2008-10-06 Update: I did eventually get an e-mail notice sent to the e-mail associated with the account about 6 hours after I reset my password.It still looks to me like the account can be hijacked, and the password restrictions and suggested examples are pathetic.
Account claiming is an interesting problem. The tradeoffs necessary to balance ease of use, security and help desk call volume are non-trivial.
2008-10-05 9:59 PM:
I'm a bit disappointed how easy it was to recover online access to my American Express account.
- Enter the card number
- Enter the four digit card ID number on the front of the card
- Enter my mothers maiden name
"spaces or special characters (e.g., &, >, *, $, @)"
That makes choosing a password tough.
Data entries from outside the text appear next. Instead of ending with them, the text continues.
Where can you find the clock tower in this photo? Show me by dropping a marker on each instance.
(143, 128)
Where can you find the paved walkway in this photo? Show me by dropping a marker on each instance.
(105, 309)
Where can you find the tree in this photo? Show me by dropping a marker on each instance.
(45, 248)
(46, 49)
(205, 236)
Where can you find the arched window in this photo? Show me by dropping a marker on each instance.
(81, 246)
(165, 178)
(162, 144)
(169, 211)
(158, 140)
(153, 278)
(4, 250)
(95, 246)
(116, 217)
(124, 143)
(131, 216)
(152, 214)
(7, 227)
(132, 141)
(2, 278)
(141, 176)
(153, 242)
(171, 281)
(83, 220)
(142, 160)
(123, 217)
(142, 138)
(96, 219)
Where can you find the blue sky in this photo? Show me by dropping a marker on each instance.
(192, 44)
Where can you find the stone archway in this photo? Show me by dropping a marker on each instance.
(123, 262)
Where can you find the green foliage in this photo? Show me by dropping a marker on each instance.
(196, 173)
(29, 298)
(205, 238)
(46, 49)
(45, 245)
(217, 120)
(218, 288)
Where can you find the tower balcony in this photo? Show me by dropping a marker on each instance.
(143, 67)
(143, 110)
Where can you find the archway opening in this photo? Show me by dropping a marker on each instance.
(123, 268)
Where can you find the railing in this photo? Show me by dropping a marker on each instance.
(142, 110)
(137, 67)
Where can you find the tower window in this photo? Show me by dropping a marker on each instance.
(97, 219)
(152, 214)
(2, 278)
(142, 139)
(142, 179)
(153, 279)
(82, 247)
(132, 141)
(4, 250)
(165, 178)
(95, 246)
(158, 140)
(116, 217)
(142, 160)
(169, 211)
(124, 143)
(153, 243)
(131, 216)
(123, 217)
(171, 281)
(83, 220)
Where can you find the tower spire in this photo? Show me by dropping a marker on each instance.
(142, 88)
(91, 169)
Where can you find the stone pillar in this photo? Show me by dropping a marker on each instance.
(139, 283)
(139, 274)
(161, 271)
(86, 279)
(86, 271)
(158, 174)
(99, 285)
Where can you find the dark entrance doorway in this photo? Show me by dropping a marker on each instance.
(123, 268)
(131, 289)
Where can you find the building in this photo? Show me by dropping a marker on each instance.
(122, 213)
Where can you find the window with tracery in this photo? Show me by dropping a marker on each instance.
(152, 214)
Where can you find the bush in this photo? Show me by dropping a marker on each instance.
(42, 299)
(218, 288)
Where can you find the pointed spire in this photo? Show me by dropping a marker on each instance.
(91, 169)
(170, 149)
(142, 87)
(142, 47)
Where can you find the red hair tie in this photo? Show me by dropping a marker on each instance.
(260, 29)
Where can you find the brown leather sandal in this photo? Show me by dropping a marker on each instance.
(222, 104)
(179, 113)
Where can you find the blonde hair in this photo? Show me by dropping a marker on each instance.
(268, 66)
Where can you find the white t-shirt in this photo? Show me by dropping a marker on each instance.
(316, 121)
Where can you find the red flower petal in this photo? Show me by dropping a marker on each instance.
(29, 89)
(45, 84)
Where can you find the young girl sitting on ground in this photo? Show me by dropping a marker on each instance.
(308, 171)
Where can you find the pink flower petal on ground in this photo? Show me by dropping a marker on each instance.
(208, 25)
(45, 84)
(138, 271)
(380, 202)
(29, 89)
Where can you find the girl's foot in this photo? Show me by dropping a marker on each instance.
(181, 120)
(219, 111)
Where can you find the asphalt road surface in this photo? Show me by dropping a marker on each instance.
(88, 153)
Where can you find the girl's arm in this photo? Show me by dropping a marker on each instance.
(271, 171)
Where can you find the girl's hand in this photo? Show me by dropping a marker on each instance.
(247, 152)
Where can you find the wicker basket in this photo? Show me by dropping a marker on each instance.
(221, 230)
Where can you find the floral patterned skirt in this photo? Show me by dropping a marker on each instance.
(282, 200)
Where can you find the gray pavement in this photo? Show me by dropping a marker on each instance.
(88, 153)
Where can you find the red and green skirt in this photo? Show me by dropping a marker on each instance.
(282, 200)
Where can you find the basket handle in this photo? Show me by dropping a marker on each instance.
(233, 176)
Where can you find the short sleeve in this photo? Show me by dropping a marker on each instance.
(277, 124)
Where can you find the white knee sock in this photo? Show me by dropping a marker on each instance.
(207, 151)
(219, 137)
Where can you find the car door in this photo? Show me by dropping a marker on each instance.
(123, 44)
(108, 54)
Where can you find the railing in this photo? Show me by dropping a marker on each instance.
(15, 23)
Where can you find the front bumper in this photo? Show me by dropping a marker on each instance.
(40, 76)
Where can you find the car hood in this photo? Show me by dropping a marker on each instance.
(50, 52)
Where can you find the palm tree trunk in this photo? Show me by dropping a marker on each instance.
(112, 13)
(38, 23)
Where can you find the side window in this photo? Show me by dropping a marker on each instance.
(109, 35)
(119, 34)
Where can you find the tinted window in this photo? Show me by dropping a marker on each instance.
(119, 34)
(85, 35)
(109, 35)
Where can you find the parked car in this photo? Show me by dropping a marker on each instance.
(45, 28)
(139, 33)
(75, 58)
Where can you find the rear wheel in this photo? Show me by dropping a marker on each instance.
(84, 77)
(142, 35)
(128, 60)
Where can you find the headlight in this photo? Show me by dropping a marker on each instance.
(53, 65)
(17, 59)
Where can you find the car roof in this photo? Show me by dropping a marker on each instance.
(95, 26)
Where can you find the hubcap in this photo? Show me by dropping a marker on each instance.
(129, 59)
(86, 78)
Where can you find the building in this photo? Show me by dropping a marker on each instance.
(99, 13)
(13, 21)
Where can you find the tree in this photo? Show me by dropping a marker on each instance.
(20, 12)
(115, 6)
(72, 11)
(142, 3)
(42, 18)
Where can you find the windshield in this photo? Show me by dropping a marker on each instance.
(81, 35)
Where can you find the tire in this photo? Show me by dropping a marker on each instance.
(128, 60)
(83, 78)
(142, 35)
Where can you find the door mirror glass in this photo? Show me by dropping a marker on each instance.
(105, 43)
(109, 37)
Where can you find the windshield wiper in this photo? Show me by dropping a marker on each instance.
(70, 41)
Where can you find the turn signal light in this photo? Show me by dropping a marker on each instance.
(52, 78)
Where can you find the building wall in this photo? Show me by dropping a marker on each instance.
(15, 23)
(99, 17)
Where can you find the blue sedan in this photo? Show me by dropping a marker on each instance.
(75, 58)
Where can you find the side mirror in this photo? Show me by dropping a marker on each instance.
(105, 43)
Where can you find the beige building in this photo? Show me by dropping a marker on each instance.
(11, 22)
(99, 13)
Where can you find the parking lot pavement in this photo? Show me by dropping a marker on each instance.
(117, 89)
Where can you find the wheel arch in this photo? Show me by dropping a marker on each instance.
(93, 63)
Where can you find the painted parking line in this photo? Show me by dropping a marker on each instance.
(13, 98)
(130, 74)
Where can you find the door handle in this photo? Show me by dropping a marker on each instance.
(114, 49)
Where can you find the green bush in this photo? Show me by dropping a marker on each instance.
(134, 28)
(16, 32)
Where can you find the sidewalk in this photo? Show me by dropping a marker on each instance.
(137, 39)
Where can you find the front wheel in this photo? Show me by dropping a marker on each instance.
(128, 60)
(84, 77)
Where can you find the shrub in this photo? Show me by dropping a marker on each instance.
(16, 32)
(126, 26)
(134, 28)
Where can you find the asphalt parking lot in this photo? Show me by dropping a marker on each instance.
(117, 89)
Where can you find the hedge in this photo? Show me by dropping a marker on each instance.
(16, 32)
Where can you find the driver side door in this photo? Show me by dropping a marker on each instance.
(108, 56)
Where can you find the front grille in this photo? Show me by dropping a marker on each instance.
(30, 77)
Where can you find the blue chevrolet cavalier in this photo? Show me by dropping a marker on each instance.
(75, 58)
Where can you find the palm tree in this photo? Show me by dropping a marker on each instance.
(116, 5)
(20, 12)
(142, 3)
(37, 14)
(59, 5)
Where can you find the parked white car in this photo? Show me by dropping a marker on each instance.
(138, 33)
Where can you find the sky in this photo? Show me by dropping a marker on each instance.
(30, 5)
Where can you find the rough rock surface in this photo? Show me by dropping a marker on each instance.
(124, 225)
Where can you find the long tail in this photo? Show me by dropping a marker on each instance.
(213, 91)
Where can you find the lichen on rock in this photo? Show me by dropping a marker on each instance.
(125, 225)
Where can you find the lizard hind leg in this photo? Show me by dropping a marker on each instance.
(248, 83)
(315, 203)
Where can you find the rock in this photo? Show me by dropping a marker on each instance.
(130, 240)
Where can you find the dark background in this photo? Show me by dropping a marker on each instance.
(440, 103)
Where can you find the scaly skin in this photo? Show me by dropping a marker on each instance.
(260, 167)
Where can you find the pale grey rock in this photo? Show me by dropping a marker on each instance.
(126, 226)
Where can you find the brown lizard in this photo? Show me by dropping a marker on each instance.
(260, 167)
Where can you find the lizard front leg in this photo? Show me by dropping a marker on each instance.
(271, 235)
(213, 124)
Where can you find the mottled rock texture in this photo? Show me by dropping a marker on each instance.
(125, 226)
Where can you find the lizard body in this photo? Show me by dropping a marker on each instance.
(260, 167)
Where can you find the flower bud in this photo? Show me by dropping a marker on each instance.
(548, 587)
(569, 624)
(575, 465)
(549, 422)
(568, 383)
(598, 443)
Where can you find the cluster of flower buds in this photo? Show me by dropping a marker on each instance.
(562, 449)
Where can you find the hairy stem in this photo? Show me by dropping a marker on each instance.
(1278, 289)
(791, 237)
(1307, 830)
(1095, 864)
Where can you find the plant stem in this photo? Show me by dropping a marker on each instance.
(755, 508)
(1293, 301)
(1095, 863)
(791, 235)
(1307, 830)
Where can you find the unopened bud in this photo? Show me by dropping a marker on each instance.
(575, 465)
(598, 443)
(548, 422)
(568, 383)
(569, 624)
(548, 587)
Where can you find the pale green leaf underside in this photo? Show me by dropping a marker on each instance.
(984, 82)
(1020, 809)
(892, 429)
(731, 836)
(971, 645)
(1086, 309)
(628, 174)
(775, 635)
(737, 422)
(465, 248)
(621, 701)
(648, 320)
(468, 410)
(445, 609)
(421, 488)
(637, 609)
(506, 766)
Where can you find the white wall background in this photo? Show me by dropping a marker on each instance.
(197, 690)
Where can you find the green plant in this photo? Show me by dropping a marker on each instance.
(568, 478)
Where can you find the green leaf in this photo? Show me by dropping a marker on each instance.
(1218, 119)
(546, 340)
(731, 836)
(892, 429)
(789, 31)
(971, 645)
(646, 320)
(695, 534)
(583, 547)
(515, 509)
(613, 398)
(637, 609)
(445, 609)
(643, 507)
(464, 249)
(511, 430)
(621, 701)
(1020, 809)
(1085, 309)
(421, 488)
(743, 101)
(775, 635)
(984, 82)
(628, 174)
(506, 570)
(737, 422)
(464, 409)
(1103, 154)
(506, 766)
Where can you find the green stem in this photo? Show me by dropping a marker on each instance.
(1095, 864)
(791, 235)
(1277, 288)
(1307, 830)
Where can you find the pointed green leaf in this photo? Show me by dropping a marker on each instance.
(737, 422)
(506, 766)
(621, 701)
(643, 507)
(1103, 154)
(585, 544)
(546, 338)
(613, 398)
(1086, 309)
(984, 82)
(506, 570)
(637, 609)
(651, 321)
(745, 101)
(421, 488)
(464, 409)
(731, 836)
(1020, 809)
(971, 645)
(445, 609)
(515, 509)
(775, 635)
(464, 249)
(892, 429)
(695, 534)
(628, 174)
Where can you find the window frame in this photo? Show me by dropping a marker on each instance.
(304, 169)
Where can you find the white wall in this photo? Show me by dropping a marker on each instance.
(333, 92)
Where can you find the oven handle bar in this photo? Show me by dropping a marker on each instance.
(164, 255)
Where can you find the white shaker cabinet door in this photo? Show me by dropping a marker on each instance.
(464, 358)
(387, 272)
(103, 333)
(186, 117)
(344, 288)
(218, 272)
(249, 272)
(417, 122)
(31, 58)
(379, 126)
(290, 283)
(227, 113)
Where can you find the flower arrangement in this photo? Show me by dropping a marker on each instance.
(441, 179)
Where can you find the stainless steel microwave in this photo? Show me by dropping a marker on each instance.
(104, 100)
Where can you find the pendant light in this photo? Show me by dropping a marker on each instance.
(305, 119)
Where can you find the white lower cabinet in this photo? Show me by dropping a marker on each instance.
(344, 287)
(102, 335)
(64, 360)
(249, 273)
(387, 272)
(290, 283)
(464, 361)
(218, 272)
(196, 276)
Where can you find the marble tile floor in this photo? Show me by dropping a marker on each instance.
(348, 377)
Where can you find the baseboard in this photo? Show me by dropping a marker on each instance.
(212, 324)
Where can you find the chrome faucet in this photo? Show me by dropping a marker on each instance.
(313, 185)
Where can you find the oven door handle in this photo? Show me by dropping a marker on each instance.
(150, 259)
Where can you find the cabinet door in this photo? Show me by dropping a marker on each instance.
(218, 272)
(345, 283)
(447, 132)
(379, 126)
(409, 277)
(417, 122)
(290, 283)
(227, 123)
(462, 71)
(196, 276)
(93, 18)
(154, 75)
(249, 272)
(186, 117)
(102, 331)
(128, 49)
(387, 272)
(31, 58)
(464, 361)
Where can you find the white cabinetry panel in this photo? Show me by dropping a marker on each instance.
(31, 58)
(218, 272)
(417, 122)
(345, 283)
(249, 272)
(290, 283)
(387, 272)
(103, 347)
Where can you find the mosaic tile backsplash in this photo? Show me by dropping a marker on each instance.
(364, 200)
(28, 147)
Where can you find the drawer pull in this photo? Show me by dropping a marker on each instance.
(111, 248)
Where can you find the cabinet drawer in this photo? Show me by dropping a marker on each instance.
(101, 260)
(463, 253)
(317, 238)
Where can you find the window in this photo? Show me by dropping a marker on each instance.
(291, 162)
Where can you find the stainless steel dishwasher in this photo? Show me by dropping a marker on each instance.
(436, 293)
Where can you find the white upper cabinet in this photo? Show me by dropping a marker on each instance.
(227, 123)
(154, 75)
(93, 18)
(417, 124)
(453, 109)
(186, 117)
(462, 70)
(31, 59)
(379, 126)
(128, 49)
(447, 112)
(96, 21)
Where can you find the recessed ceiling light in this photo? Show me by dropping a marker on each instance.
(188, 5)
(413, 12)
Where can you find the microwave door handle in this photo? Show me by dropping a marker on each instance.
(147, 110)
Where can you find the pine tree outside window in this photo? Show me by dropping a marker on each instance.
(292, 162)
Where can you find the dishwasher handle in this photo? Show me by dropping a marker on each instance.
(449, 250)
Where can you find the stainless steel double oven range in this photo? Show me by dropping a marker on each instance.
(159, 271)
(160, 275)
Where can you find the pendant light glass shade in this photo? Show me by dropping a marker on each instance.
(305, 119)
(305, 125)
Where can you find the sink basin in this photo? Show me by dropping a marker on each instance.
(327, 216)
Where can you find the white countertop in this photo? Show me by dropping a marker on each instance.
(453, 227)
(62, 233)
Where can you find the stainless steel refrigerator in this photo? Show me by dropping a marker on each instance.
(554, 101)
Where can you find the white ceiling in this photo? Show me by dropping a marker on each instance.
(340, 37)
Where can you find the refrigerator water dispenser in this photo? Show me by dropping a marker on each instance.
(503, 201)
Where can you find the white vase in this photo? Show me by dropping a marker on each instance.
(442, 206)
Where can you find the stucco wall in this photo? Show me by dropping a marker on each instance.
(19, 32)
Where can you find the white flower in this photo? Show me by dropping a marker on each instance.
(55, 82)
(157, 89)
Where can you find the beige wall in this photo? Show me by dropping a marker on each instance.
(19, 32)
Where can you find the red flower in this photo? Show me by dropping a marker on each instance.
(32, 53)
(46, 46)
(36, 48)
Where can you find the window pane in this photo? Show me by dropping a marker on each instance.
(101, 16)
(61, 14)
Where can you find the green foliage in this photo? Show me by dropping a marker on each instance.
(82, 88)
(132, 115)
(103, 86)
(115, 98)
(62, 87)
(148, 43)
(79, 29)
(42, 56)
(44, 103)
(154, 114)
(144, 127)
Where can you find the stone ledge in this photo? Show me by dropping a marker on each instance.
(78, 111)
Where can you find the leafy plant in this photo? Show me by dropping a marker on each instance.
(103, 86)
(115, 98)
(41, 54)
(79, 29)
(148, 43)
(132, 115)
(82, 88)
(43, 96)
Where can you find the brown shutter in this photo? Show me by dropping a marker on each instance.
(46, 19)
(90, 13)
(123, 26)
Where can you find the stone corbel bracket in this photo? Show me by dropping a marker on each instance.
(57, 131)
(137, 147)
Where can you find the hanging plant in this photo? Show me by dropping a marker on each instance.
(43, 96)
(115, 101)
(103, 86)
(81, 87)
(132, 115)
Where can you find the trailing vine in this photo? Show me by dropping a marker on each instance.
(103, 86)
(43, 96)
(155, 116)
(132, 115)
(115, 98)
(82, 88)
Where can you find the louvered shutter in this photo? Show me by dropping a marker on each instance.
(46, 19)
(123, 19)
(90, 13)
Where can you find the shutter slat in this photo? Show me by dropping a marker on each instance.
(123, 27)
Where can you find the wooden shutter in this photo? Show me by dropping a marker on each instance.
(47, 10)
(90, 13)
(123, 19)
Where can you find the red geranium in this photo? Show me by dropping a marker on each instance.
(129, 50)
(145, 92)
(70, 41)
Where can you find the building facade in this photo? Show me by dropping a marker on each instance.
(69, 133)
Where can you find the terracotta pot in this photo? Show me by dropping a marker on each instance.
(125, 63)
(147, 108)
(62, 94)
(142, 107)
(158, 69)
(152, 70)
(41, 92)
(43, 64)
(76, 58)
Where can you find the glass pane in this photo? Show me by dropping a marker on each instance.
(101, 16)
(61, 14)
My normal &mex$uck$ password will not work. But fortunately for me, the help screens on picking a new password contain useful examples:
Examples of a valid password are: snowman4, 810main, and year2k."
Never mind that whole dictionary thing. Nobody will ever guess a password like 'year2k'.The Amex account is set up to send me an SMS alert for any 'Irregular Account Activity'. I did not get an SMS, even though on line recovery of both userid and password would certainly be worth an SMS in my book.
There are better ways of doing this. They could have asked me for some secret number that only exists on my last statement, or information on recent card activity, or perhaps like my health care provider, the account reset could generate a letter with a token, sent to my home address via good old fashioned postal mail.